LeetCode (6). Merge Two Sorted Lists

  题目：
 *Merge two sorted linked lists and return it as a new list. The new list should be made by splicing together the nodes of the first two lists

Example:
Input: 1->2->4, 1->3->4
Output: 1->1->2->3->4->4

 中文题目：

  合并两个已排序的链表，并将其作为一个新列表返回。新列表应该通过拼接前两个列表的节点来完成。

//
// Created by 陈国威 on 2018/3/27.
//
/*
 *
 * 题目：
 * Merge two sorted linked lists and return it as a new list. The new list should be made by splicing together the nodes of the first two lists.

Example:

Input: 1->2->4, 1->3->4
Output: 1->1->2->3->4->4

 中文题目：
  合并两个已排序的链表，并将其作为一个新列表返回。
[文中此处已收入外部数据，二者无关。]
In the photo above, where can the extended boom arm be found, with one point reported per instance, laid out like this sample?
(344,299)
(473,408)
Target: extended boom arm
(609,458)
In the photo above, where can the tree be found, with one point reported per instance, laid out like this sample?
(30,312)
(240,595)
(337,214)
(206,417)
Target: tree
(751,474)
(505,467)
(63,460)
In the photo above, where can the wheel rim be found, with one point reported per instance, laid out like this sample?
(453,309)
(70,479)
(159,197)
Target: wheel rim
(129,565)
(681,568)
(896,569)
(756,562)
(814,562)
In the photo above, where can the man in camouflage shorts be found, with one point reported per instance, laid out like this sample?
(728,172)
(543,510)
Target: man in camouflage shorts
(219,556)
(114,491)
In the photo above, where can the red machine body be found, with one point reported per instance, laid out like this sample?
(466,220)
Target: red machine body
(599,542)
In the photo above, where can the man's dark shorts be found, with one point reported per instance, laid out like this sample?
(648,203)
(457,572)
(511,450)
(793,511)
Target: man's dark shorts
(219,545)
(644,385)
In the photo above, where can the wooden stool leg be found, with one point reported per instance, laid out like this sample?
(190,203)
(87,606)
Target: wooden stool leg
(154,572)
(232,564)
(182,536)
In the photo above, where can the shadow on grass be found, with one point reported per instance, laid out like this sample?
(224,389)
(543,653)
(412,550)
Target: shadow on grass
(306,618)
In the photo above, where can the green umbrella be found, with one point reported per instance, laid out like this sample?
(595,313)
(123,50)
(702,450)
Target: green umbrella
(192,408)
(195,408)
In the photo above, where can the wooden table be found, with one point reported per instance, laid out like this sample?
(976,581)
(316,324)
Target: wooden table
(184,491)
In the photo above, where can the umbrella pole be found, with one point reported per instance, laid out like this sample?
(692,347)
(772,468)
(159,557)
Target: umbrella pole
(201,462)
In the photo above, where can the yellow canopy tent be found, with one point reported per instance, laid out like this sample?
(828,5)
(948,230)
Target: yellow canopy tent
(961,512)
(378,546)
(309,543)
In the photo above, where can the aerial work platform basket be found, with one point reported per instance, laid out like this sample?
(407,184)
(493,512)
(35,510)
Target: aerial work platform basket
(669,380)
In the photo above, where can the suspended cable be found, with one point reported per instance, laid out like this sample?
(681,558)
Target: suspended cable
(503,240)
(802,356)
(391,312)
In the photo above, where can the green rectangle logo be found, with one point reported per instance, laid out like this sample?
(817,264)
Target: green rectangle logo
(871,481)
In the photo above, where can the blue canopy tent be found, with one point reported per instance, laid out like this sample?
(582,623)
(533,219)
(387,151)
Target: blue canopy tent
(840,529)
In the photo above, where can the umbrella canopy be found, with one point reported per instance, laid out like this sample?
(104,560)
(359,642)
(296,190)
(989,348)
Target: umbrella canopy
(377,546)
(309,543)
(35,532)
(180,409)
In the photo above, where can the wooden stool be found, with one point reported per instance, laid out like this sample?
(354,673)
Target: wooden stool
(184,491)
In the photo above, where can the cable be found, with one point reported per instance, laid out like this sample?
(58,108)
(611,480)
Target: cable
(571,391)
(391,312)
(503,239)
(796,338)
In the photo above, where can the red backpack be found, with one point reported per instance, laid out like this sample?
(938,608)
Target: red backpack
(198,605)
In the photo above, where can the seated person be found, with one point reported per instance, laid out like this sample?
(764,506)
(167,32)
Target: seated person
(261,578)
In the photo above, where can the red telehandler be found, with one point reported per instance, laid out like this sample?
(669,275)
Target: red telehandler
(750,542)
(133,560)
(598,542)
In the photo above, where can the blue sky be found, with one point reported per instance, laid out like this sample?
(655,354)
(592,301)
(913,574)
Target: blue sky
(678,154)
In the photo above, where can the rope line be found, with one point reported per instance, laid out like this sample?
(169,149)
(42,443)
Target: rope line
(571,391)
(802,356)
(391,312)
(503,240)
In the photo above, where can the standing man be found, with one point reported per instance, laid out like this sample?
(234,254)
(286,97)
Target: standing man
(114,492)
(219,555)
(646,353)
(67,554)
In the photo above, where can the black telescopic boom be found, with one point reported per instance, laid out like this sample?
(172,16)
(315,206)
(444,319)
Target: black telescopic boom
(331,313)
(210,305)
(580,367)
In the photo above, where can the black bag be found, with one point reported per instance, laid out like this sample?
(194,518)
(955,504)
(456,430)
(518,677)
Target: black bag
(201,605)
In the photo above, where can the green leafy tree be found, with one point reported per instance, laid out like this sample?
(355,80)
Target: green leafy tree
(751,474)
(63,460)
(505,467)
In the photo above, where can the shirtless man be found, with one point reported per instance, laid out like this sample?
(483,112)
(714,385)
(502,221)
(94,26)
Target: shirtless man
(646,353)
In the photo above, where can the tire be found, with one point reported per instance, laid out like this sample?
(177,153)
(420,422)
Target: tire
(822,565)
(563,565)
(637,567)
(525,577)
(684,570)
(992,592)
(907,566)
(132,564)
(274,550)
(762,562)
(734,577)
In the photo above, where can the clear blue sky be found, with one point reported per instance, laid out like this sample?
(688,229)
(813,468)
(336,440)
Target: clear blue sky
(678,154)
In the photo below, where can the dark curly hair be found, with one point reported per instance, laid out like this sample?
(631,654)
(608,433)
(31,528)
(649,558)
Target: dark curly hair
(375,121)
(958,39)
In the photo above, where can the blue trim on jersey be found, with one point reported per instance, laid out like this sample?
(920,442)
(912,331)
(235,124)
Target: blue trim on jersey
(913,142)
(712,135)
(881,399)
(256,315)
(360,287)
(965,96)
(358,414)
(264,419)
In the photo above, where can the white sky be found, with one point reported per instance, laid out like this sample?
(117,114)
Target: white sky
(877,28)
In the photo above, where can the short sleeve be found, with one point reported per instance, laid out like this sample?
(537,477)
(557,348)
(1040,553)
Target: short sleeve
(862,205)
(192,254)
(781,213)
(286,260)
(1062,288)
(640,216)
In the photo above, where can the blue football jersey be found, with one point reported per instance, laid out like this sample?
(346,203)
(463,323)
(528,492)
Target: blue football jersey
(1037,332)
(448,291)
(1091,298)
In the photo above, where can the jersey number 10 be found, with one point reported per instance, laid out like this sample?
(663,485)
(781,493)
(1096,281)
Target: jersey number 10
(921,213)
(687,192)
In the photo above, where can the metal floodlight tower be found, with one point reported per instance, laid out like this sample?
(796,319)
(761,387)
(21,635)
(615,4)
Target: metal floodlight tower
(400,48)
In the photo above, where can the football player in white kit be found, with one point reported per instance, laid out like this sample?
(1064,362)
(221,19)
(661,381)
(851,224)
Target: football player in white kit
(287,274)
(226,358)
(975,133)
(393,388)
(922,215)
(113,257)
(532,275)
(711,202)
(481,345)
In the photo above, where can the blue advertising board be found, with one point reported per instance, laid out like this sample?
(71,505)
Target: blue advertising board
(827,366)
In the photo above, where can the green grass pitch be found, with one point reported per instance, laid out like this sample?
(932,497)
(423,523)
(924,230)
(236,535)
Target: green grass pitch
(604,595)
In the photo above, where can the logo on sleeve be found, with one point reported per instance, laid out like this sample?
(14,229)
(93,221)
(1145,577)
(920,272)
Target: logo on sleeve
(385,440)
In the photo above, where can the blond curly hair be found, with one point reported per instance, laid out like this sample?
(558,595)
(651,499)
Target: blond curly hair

新列表应该通过拼接前两个列表的节点来完成。
 * */

#ifndef LEETCODE_SOLUTION_H
#define LEETCODE_SOLUTION_H

#include <iostream>

using namespace std;

struct ListNode {
  int val;
  ListNode* next;
  ListNode(int x) : val(x), next(NULL)
  {

  }
};


class Solution
{
 public:
  ListNode* mergeTwoLists(ListNode* l1, ListNode* l2)
  {
    ListNode* p1 = l1;
    ListNode* p2 = l2;

    ListNode* temp = NULL;

    while (p1 != NULL && p2 !=NULL)
      {
        if (p1->val < p2->val)
          {
            p1 = p1->next;
          }
        else if (p1->val >= p2->val)
          {
            temp = p2->next;
            p2->next = p1->next;
            p1->next = p2;
            p1 = p2->next;
            p2 = temp;
          }
      }

    if (p1 == NULL && p2 != NULL)
      p1->next = p2;

    return l1;
  }

  // 网上的答案
  ListNode* mergeTwoLists1(ListNode* l1, ListNode* l2)
  {
    ListNode dump(INT_MIN);
    ListNode* tail = &dump;

    while (l1 && l2)
      {
        if (l1->val < l2->val)
          {
            tail->next = l1;
            l1 = l1->next;
          }
        else
          {
            tail->next = l2;
            l2 = l2->next;
          }
        tail = tail->next;
      }

    tail->next = l1 ? l1 : l2;

    return dump.next;
  }

};

#endif //LEETCODE_SOLUTION_H